PRAYERS SUSTAIN THE SPIRITUAL NEEDS OF THE DIOCESE
At the entrance of the monastery one can easily notice the prayer intention drop boxes, where visitors entrust their prayer intentions to the nuns. A number of Catholics and even non-Catholics weighed down and in pain, suffering, frustrated and experiencing misfortunes, commend themselves to the prayers of the nuns for consolations. Sometimes, the nuns find some petitions that are rather amusing: people asking God for some enormous amount of luck in the casino, for more money, more prosperity blessings, and so on. The nuns would still lift them up to God, holding them close in prayer, that they may see their true joy in their dignity and value as persons. Their prayer continuously unites them to each other in community and intercedes for the larger Church and the needs of this rapidly changing and stressed world.

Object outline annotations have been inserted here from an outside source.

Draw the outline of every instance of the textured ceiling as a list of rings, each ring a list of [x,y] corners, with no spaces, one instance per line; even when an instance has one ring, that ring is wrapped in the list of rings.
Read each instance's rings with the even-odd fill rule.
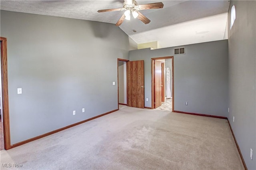
[[[162,47],[223,40],[228,0],[137,0],[138,4],[162,2],[163,9],[140,12],[151,22],[131,18],[120,26],[136,43],[157,41]],[[1,0],[1,10],[115,24],[124,11],[98,10],[122,8],[119,0]],[[136,33],[133,30],[136,31]]]

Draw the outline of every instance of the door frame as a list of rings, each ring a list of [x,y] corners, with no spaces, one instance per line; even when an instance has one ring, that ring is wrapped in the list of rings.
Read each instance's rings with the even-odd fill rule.
[[[162,67],[162,102],[164,102],[165,101],[165,96],[164,95],[164,87],[165,87],[165,79],[164,77],[164,65],[165,65],[165,62],[162,63],[161,64],[161,67]]]
[[[118,105],[118,109],[119,110],[119,80],[118,78],[118,74],[119,74],[119,70],[118,70],[118,61],[125,61],[126,62],[126,94],[128,93],[128,88],[127,87],[127,62],[129,61],[129,60],[127,59],[122,59],[121,58],[118,58],[117,59],[117,105]],[[126,95],[126,101],[128,100],[128,96]],[[126,104],[127,105],[127,104]]]
[[[7,73],[7,39],[0,37],[1,43],[1,69],[2,71],[2,109],[4,123],[4,149],[11,148],[11,140],[10,131],[9,116],[9,98],[8,97],[8,79]]]
[[[162,57],[155,58],[151,58],[151,109],[154,109],[154,80],[155,79],[155,67],[154,65],[154,60],[161,59],[172,59],[172,111],[174,110],[174,57]]]

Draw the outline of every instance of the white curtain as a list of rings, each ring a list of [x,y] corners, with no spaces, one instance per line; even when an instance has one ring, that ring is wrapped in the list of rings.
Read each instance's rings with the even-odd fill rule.
[[[171,91],[171,71],[170,68],[166,67],[166,99],[170,99],[172,97]]]

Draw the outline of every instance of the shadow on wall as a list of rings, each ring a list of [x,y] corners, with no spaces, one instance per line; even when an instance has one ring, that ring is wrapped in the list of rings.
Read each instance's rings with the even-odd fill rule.
[[[90,25],[95,37],[104,38],[107,37],[109,34],[110,24],[104,27],[101,26],[101,24],[100,22],[93,22]]]

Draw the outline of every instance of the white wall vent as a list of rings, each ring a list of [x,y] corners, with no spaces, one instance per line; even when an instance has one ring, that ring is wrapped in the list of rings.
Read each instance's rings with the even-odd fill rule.
[[[178,54],[185,54],[185,47],[174,49],[174,55]]]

Pope Francis leads everyone to the awareness that when the contemplatives lift-up to God the concerns of the world, their prayers became “missionary prayers.” In his homily on his mid-day prayer with the Contemplative Women Religious of Lima, Peru, Pope Francis described a missionary prayer: This means being able to stand alongside the suffering of so many of our brothers and sisters, and to say with the Psalmist: “In my distress I called upon the Lord; the Lord answered me and set me free” (Ps 117:5). In this way, your cloistered life can attain a missionary and universal outreach and play “a fundamental role in the life of the Church. You pray and intercede for our many brothers and sisters who are prisoners, migrants, refugees and victims of persecution. Your prayers of intercession embrace the many families experiencing difficulties, the unemployed, the poor, the sick, and those struggling with addiction, to mention just a few of the more urgent situations. You are like those who brought the paralytic to the Lord for healing. Through your prayer, night and day, you bring before God the lives of so many of our brothers and sisters who for various reasons cannot come to him to experience his healing mercy, even as he patiently waits for them. By your prayers, you can heal the wounds of many” (ref.: Apostolic Constitution Vultum Dei Quaerere on women’s contemplative life, 29 June 2016).

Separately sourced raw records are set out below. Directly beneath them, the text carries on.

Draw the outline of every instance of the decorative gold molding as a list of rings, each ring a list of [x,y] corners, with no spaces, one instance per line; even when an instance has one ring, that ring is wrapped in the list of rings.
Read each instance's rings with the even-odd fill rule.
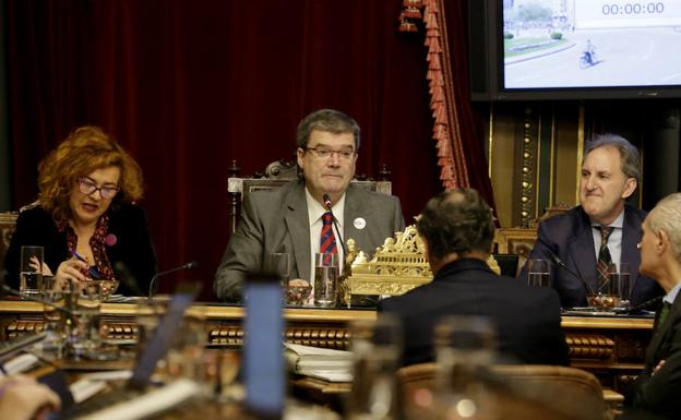
[[[521,226],[529,226],[537,217],[537,133],[531,108],[526,108],[523,119],[523,166],[521,170]]]
[[[572,359],[608,360],[614,352],[614,340],[602,335],[568,334],[565,341]]]
[[[576,193],[575,193],[575,203],[580,202],[580,182],[582,180],[582,159],[584,158],[584,124],[585,124],[585,116],[584,116],[584,104],[580,104],[580,122],[577,125],[577,168],[575,173],[577,175],[576,182]]]

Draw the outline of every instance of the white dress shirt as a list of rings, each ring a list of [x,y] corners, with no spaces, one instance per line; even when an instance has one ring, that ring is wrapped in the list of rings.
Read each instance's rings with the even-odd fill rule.
[[[596,262],[598,262],[598,253],[600,252],[600,230],[601,225],[592,223],[592,233],[594,235],[594,252],[596,254]],[[618,273],[620,273],[620,264],[629,263],[629,261],[622,261],[622,226],[624,226],[624,211],[608,225],[612,229],[612,232],[608,237],[608,250],[610,251],[610,259],[612,264],[617,266]],[[630,273],[635,274],[635,273]]]

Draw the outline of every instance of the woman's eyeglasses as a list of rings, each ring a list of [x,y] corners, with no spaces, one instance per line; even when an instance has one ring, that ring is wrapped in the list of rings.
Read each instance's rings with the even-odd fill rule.
[[[77,183],[79,183],[79,190],[83,194],[91,195],[91,194],[94,194],[95,191],[99,191],[99,195],[101,195],[103,199],[107,199],[107,200],[113,199],[116,194],[118,194],[118,191],[120,190],[120,188],[116,185],[97,187],[96,183],[84,178],[79,179]]]

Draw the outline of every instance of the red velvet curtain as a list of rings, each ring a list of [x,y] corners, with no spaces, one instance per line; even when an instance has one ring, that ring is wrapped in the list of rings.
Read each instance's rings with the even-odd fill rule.
[[[204,283],[204,299],[212,296],[228,238],[229,161],[248,175],[292,157],[297,123],[314,109],[337,108],[358,120],[358,173],[375,175],[387,164],[407,224],[441,190],[423,38],[396,32],[399,0],[5,0],[3,7],[15,206],[35,200],[37,164],[70,130],[101,125],[144,170],[141,204],[160,269],[201,263],[162,281],[160,291],[187,277]],[[461,26],[462,15],[454,17],[462,21],[450,27]],[[481,151],[466,130],[470,147]]]

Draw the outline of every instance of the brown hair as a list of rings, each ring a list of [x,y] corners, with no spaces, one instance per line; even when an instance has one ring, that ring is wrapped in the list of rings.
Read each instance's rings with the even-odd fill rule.
[[[77,179],[109,166],[117,166],[121,171],[120,192],[112,204],[142,199],[142,169],[132,156],[98,127],[75,129],[38,166],[40,206],[51,212],[55,220],[68,219],[71,216],[69,196]]]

No doubt our Trappistine nuns are keeping their prayers as missionary as possible. Their witnessing assures us that in our triumphs and joys, there are prayers reaching up to God in grateful thanksgiving. In our weariness, their presence assures us that there are small voices murmuring before God, pleading for grace and strength. In our frailty and sinfulness, they strengthen us through their divine worship, that we may find our way back to the loving embrace of the Father’s forgiveness. We may never have the chance to meet them in person, but they keep us dearly in their hearts…in their hidden prayers and solitude.